Last week billionaire activist investor Carl Icahn, fresh of his months-long, high-profile wrangle with Michael Dell, publicly pressed Apple (AAPL) chief Tim Cook in an open letter to initiate a buyback of $150 billion in Apple shares at the current $525 a share price, “financed with debt or a mix of debt and cash on the balance sheet.”
In a somewhat strange move, Icahn used his new website, Shareholders’ Square Table, to post the full text of his letter. “While this would certainly be unprecedented because of its size, it is actually appropriate and manageable relative to the size and financial strength of your company,” Icahn wrote. “Apple generates more than enough cash flow to service this amount of debt and has $147 billion of cash in the bank.”
In a follow up Twitter post, a vehicle he used extensively to pester Dell chief Michael Dell in their dustup, Icahn wrote that Cook would be calling him after Apple posted its Q4 2013 results.
Who knows whether Cook has picked up the phone yet to call Icahn, but, without naming names, the Apple chief appeared to direct some of his prepared earnings call remarks in the investor's direction:
”We more than doubled the size of our capital return program to a $100 billion, including the largest share repurchase authorization in history and we become one of the largest dividend payers in the world.
In fact, we returned over $36 billion to shareholders to dividend and share repurchases in the last five quarters alone.
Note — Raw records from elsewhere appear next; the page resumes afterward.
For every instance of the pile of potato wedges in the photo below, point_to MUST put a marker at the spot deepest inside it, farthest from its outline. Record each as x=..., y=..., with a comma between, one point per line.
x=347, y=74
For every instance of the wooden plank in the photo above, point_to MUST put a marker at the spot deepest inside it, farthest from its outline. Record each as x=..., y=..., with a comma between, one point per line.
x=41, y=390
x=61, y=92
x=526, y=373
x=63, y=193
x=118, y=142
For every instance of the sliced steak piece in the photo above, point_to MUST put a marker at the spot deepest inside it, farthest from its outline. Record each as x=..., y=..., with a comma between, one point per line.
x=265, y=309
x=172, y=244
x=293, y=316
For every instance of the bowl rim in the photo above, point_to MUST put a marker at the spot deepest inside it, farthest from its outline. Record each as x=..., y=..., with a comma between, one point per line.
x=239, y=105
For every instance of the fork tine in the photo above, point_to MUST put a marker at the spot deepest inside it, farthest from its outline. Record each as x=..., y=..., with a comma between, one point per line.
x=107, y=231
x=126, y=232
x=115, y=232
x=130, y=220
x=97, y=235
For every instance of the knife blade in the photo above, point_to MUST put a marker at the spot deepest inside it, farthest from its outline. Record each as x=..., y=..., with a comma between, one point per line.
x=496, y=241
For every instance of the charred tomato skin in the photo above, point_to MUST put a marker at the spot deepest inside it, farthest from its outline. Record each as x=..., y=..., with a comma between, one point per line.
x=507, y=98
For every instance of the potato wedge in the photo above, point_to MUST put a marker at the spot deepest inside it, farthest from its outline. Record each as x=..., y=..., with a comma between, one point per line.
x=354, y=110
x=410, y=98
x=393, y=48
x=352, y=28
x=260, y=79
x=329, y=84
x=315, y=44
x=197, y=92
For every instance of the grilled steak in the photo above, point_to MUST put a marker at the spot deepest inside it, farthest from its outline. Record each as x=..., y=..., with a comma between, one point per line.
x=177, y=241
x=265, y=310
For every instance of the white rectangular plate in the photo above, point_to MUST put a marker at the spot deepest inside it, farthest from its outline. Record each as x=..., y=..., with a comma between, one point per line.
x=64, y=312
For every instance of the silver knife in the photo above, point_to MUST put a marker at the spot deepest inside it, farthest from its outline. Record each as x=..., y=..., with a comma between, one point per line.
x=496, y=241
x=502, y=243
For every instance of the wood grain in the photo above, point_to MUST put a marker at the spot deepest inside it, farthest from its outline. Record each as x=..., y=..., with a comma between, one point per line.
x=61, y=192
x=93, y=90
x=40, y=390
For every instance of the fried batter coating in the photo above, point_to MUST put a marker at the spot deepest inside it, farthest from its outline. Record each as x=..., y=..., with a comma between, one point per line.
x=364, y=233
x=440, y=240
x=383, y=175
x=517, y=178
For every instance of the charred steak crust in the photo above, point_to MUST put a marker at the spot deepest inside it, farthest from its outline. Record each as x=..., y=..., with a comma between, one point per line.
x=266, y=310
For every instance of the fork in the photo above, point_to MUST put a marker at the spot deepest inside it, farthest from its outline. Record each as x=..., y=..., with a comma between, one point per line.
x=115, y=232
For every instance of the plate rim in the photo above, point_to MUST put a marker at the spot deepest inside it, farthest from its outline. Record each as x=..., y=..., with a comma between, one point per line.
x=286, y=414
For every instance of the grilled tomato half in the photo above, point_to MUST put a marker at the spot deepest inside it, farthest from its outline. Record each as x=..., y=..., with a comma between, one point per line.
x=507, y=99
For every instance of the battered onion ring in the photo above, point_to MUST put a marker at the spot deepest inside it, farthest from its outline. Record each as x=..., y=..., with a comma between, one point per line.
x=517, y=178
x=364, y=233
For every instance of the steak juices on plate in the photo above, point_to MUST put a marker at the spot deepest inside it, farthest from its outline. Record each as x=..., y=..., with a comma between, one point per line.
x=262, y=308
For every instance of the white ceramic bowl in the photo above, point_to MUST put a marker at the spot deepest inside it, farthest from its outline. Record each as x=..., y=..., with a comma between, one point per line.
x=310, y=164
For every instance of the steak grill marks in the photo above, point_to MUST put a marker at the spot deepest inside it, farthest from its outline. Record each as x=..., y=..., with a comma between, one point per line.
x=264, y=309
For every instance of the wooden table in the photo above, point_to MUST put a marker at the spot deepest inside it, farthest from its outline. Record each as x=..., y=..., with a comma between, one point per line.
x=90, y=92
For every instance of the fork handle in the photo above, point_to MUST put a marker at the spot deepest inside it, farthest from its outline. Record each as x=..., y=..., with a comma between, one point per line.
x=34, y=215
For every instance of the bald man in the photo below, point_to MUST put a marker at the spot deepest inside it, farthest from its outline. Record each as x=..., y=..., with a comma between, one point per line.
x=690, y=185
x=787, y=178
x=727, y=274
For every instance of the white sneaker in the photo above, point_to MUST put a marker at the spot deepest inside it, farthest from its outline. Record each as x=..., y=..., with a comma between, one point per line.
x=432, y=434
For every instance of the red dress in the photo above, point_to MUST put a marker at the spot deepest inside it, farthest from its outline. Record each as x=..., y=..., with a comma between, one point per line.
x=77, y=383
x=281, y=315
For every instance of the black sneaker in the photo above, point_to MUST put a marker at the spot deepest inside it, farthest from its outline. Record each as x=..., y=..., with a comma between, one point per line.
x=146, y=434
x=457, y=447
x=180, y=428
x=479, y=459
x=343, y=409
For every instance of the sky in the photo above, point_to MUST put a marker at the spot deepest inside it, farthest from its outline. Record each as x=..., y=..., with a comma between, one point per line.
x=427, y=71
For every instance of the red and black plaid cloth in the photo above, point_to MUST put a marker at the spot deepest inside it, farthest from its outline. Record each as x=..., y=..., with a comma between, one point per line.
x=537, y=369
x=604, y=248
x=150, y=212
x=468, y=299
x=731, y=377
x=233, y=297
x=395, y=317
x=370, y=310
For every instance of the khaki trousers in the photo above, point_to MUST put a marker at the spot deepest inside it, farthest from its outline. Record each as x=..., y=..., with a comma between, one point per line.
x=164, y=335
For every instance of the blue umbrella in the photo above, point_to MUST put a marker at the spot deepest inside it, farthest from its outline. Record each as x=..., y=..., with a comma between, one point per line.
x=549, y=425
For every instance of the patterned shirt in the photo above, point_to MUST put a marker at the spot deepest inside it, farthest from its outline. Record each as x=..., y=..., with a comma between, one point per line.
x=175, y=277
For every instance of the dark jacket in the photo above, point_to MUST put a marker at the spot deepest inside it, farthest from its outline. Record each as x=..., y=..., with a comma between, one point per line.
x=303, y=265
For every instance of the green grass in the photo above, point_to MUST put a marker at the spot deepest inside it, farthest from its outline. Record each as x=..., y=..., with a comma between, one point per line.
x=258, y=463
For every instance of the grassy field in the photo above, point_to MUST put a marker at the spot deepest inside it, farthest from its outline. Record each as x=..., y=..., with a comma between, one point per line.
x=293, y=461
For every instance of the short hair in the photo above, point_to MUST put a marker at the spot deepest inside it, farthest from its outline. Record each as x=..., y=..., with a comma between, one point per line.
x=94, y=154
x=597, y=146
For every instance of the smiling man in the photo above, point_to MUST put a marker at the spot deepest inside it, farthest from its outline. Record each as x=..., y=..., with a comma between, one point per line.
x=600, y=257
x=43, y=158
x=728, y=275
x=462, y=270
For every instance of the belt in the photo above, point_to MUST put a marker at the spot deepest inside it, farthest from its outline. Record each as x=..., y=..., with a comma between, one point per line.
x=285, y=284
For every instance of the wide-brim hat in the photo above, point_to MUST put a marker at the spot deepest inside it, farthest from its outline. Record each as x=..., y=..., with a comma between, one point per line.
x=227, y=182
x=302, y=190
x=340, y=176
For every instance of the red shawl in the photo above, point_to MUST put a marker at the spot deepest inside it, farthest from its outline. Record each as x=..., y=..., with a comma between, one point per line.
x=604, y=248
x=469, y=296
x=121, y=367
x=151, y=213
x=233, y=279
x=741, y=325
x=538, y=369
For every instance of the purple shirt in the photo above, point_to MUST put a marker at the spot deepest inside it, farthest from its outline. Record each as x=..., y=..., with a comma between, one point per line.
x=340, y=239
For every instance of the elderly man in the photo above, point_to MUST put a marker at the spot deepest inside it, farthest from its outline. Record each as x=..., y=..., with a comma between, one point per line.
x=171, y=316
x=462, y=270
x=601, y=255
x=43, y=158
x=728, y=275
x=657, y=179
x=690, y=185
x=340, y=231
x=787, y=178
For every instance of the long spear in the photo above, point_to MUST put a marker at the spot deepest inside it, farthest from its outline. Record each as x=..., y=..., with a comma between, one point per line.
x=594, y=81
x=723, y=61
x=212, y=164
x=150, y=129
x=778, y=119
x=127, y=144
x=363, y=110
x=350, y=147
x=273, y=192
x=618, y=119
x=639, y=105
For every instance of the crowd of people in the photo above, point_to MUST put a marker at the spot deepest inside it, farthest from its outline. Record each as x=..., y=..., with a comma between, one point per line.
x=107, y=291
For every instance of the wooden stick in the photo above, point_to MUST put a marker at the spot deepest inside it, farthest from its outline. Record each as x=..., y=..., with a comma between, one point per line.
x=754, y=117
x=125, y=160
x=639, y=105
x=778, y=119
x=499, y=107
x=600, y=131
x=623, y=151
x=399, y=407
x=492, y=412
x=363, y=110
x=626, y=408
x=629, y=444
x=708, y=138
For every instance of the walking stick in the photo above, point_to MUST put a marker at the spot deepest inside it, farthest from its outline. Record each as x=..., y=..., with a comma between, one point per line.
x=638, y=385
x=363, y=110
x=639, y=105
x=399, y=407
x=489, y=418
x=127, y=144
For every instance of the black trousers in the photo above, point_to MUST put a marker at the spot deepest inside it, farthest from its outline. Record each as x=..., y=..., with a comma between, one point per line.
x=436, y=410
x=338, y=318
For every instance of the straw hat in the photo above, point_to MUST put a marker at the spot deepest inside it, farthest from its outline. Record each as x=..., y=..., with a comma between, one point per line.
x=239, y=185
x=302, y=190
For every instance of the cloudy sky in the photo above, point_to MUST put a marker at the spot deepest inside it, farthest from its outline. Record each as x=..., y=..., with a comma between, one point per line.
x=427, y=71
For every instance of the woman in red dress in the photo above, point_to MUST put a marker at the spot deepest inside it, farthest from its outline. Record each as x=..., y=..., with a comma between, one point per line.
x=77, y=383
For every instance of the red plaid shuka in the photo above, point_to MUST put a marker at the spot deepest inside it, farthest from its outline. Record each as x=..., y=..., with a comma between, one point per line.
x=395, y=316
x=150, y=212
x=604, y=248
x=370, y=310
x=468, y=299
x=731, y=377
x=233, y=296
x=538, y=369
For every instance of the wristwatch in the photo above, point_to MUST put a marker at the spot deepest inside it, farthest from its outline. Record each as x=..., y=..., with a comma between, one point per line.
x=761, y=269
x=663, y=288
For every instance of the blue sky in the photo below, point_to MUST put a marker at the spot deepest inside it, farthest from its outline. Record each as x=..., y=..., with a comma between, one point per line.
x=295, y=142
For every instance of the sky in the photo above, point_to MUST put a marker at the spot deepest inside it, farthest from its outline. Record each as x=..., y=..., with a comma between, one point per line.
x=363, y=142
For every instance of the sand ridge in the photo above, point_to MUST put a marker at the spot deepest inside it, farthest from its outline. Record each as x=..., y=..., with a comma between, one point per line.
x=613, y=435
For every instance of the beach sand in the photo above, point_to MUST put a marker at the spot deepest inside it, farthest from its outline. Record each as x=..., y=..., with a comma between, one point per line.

We remain firmly committed to our objective of delivering attractive returns to shareholders through both our business performance and a return of capital. We review our capital program regularly and our orders engaged in the discussion of capital allocation on an ongoing basis.
We have solicited feedback on our capital return program from shareholders in the past. We greatly appreciated their suggestions and we will actively seek their input again this year.”
Icahn, who bought $1.5 billion worth of Apple stock in August and says he has since increased his stake by 22 percent since then to 4.7 million shares, commands only 5 percent of the company but with some $2.5 billion in the game he’s bought himself a public voice in the vendor’s financial dealings, which he’s used to needle Cook to do something with Apple’s huge cash reserves.
Apple closed Q4 2013 with about $147 billion in cash, up $100 million from the prior quarter. About $35.5 billion of its cash hoard is squirreled away domestically with the remainder residing offshore.